Photo: courtesy Amnesty International

As each week passes, the new reality we live in becomes clearer. Even when orders restricting our movement are lifted, many of us will never shake hands. We will wear gloves and masks. We will wait for a vaccine and a cure so that we might feel slightly more normal, likely in 2021 or even 2022. We will continue giving to those who have been most impacted by this crisis because this pandemic will linger and affect Black and Brown folks, trans folks, health care workers, freelancers, performers, sex workers, small business owners and restaurant workers for years to come. We will stand six feet apart from one another. We will carefully plan walking routes to avoid the most traffic, and we will send much of our love virtually. But we also have the opportunity to change more than our social habits.
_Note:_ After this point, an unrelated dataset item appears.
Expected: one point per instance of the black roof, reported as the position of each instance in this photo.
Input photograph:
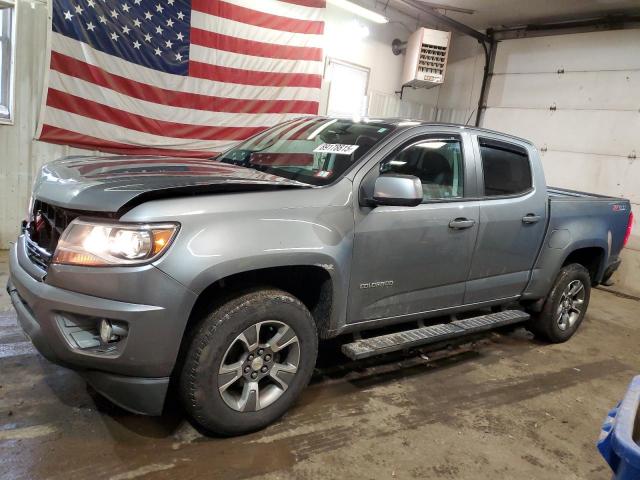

Has this pandemic been dire enough to change the way we see healthcare? Paid time off? Essential workers? Equity? It is time we ask what has been brought to light that needs fighting for and how can we fight for it while maintaining social distance. Most of us have seen a vote-by-mail campaign by now, but what other options do we have for protesting an unjust system — something near to the heart for LGBTQ folks. How can we “take to the streets” when we want to protect ourselves and others from viral spread? When trans rights are taken away by a bigoted Trump administration, how can we make our voices heard? We will be creative, as we always have and not let this pandemic change our resolve for equity. We can engage in drive-by protests, turn our windows and porches into public statements, call our legislators, educate others online and have virtual community conversations to share ideas. While much has changed, the LGBTQ community’s activism need not rest. If anything, the cracks in our society have been revealed and space has widened, allowing us to come out stronger than ever.